Local study: 80% of the participants had poor sleep quality, gut microbiome dysbiosis is a pervasive problem.

The Hong Kong Society of Gut Microbiome announced the first phase of its Phase II Hong Kong Gut Microbiome Study at its press conference on 21 October 2021. The study was commissioned by Hong Kong Healthcare Medical Research Limited from April to September 2020 and technically sponsored by BioMed Technology Holdings Limited, a partner company of the Hong Kong Science Park, to conduct detailed gut analysis for 97 individuals.

The majority of participants with poor sleep and depressive symptoms had imbalances in the gut microbiology

Based on the participants’ questionnaire scores, the data showed that more than 80% of the participants had poor sleep quality and more than 20% had various degrees of depression. The study also found that more than 60% of the participants with poor sleep and nearly 70% of the participants with moderate to severe depression had mild to severe intestinal dysbiosis through the collection of stool samples, gut microbiome DNA testing and next-generation gene sequencing (qPCR and NGS Gut Microbiome Test). Among them, the richness of intestinal microbiota (Richness) of poor sleepers was lower than that of the normal population. The intestinal data also showed that participants with poor sleep and depressive symptoms had specific patterns of microbiota distribution.

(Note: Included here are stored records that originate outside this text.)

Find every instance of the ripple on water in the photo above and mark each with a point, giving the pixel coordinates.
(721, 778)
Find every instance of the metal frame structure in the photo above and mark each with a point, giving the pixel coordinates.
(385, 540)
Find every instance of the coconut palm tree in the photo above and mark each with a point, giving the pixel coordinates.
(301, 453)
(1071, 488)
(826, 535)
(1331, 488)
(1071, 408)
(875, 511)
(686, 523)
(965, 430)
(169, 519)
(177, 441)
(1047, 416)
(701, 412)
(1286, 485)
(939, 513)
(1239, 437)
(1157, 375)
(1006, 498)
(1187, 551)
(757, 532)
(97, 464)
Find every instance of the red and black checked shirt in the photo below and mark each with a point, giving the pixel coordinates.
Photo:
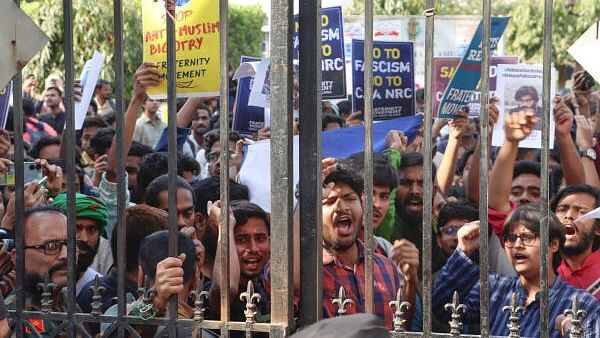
(385, 278)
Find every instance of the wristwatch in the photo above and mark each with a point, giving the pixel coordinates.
(591, 153)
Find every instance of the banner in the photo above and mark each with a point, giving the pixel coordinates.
(246, 119)
(465, 81)
(198, 56)
(519, 88)
(333, 64)
(444, 69)
(393, 79)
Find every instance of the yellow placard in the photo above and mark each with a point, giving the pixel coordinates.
(197, 34)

Different probiotic deficiencies in participants with different symptoms.

The data showed that patients with each of the two symptoms were deficient in specific microbiota. 60% of those with poor sleep were deficient in Bifidobacterium bifidum (38%) compared to the control group. In addition, 87% of those with depression symptoms were deficient in Lactobacillus acidophilus, more than the control group (65%). The association of Lactobacillus acidophilus deficiency with depressive symptoms was consistent with previous studies.

Targeted regulation of intestinal micro-ecology can effectively improve related symptoms

Participants were subsequently supplemented with a standard dose of probiotics, which they were generally deficient in, based on the DNA test report. Two months after probiotic supplementation, 68 participants underwent a second gut microbiome DNA test. Analysis of the pre and post data showed that more than 60% of the participants who were deficient in Lactobacillus acidophilus (63%) and Bifidobacterium bifidum (74%) were effectively replenished. In addition, probiotic supplementation was also effective in improving participants’ sleep quality and depression scores. 70% of the participants with poor sleep improved by 20%, and 80% of the participants with moderate or above depression symptoms also improved by nearly 30%. The above reflects that people with different mental health problems have different probiotic deficiencies. Therefore, targeted probiotic supplementation for specific groups of patient can be more effective in relieving their symptoms.

Gut microbiome is associated with mental health, and we hope to promote more local research to propose diversified methods of relief.

Although research on the effects of gut microbiome on brain function has been increasing in recent years, there is still a relative lack of research data on Hong Kong people. We hope that this study will not only raise public awareness of gut and mental health, but also provide valid data for the public to understand more diversified methods of relieving common sleep and mood problems through dietary adjustment, improvement of work and rest schedule, regular exercise and supplementation of specific probiotics to regulate the gut. In addition, the Society is also conducting a number of large scale community studies in Hong Kong on different health problems such as eczema and psoriasis in children, in the hope of exploring their correlation with gut microbiome and promoting more public education and research development on intestinal health.